Так жили в этом благополучном доме, где Волдису с Карлом пришлось провести первую ночь после отъезда из Риги.
Возможно, хозяйке давно не доводилось говорить с молодыми людьми, или, может, она считала своим долгом занимать их, но, как бы то ни было, толстуха несколько раз заходила в кухню и, остановившись в дверях, разговаривала с Карлом и Волдисом.
— Не спортсмены ли вы? — удивил их неожиданный вопрос.
Ну конечно, в Риге все по последней моде, там много всяких обществ. У них здесь, в Олайне… Тут стало понятно, почему она завела разговор о спорте: прошлым летом здесь организовали спортивный кружок. Сестра ее тоже спортсменка. Летом устраивали соревнования по бегу, прыжкам и разным играм. Ее сестра принимала участие в беге и прыжках…

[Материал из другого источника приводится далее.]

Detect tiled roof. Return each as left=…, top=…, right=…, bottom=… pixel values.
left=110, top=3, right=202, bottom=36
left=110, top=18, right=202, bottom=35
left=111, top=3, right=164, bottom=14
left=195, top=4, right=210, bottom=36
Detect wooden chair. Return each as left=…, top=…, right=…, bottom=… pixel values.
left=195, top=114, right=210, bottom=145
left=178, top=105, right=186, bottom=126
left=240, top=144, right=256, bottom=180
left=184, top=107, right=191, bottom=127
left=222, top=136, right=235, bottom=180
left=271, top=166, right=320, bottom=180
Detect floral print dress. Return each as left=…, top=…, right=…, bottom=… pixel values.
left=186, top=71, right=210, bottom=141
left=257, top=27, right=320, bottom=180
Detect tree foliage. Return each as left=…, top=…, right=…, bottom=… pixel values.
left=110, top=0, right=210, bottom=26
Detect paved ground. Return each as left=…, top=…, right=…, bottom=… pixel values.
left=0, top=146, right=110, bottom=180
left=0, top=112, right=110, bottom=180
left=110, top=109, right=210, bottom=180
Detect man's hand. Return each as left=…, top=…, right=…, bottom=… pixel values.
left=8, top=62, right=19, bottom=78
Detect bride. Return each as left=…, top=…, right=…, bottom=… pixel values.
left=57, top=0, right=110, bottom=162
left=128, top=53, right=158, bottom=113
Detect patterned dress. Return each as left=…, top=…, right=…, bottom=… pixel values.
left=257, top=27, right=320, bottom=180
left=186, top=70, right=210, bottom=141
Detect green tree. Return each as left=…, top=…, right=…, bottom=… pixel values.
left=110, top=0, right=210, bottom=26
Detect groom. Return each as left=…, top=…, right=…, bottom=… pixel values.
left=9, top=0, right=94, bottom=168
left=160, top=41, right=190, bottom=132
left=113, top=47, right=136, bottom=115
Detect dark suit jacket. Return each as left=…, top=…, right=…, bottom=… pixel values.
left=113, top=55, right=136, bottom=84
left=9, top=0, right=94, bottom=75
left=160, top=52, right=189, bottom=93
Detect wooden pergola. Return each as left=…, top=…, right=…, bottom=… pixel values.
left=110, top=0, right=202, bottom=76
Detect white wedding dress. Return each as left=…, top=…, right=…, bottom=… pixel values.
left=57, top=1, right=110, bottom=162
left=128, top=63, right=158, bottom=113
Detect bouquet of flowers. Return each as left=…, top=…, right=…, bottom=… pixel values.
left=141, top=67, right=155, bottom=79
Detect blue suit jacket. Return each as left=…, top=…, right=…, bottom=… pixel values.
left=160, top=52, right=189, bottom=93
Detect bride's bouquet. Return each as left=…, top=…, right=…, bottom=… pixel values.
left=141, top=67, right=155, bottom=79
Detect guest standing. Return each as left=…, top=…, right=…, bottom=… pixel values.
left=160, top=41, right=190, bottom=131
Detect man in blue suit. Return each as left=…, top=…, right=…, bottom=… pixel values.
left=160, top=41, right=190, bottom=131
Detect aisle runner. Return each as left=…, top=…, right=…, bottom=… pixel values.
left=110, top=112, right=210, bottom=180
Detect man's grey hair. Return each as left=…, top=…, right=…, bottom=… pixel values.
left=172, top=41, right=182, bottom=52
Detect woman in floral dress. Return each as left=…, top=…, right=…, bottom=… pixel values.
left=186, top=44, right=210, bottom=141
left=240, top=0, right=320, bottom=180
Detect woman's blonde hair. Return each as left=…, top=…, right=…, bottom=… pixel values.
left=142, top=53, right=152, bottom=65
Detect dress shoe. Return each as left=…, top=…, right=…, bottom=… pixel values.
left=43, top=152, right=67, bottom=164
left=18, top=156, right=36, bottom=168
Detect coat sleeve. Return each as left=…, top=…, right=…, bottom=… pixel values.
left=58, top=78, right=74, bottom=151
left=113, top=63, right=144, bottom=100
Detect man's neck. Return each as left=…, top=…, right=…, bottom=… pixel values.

После этого разговора приятели давились от смеха, представляя себе сестру хозяйки — эту широкоплечую особу, весившую не менее ста килограммов — в спортивном костюме, бегущей на стометровую дистанцию и прыгающей в высоту с разбега.
Ох, эти деревенские девицы! Какое у них завидное здоровье и как мало потребностей! Такую жену легко прокормить, гораздо легче, чем городскую. У всех у них сундуки полны всякого добра, некоторые получают в приданое даже корову. Правда, все они немного простоваты. Но разве это так уж плохо? Карл не думал об этом: его девушка, Милия из Задвинья, была городская. А если Волдис и размышлял об этом, то только потому, что ему не хотелось еще спать и нужно было чем-нибудь отвлечься, чтобы не думать о бесцельно проведенном дне, о неприглядном будущем и о кошельке, в котором оставалось всего несколько мелких монет.
Утром они возвратились в Ригу.
Браковщиков леса им встретить не удалось. Проходил час за часом, наступил полдень, а на вокзале не появлялся ни один нужный человек. Наконец в зал ожидания ввалилась большая толпа латгальцев. Их сопровождал бородатый еврей. Волдис подошел к нему и разговорился. Да, ему требуются лесорубы, десять-пятнадцать пар. Он оплачивает проезд туда, а если проработают две недели, то и обратно. Это недалеко, в сорока километрах от Риги. Очень хороший лес. Надо пилить бревна, крепежный лес, кругляки и дрова. Платят по два сантима за кубический фут, четыре сантима за штуку крепежного баланса и десять латов за кубическую сажень дров.